🤖 AI Summary
This study addresses the susceptibility of large language models to loss of plasticity during continual learning—specifically, their diminished capacity to effectively integrate new knowledge while retaining previously acquired information. By systematically training GPT-style Transformer models with non-embedding parameter counts ranging from 5M to 314M under both multilingual continual learning and static training regimes, the authors evaluate model plasticity using a Vietnamese probing task. They provide the first empirical evidence of plasticity loss in modern large language models, demonstrating that this phenomenon occurs not only under abrupt task shifts but also during static multilingual training. Although increasing model scale mitigates plasticity loss sublinearly, it does not prevent it entirely, indicating that even large models eventually lose the ability to adapt efficiently to new data after prolonged training.
📝 Abstract
The loss of plasticity - the ability of a network to learn new information after having already learned older information - is a fundamental challenge in creating artificial neural networks capable of continual learning. Although this phenomenon has been known for decades, it has mostly been studied in older, relatively small architectures and rarely in natural-language domains. To determine whether loss of plasticity remains a problem in the modern transformer-based LLM paradigm, we study plasticity loss in GPT-style Transformer models trained on a multilingual continual learning problem.
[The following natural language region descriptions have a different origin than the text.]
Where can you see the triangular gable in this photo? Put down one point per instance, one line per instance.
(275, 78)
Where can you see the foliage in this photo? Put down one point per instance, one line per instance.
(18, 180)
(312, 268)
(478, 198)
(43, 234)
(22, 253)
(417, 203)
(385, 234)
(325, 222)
Consistent with prior work, we find evidence of plasticity loss across models ranging from 5M to 314M non-embedding parameters, as measured by deterioration on a held-out Vietnamese probing task. We further find that the onset of plasticity loss follows a predictable scaling law, growing sublinearly with model size. These results suggest that larger models may delay the measurable effects of plasticity loss, but that increasing parameter count alone is likely to be insufficient to completely prevent it. We also find evidence of plasticity loss under stationary multilingual training, challenging the view that the phenomenon is exclusive to continual learning with abrupt task changes. Overall, our results suggest that even large Transformer language models trained on natural-language will eventually lose the ability to efficiently adapt to new data after sufficiently long training, in both continual and stationary settings.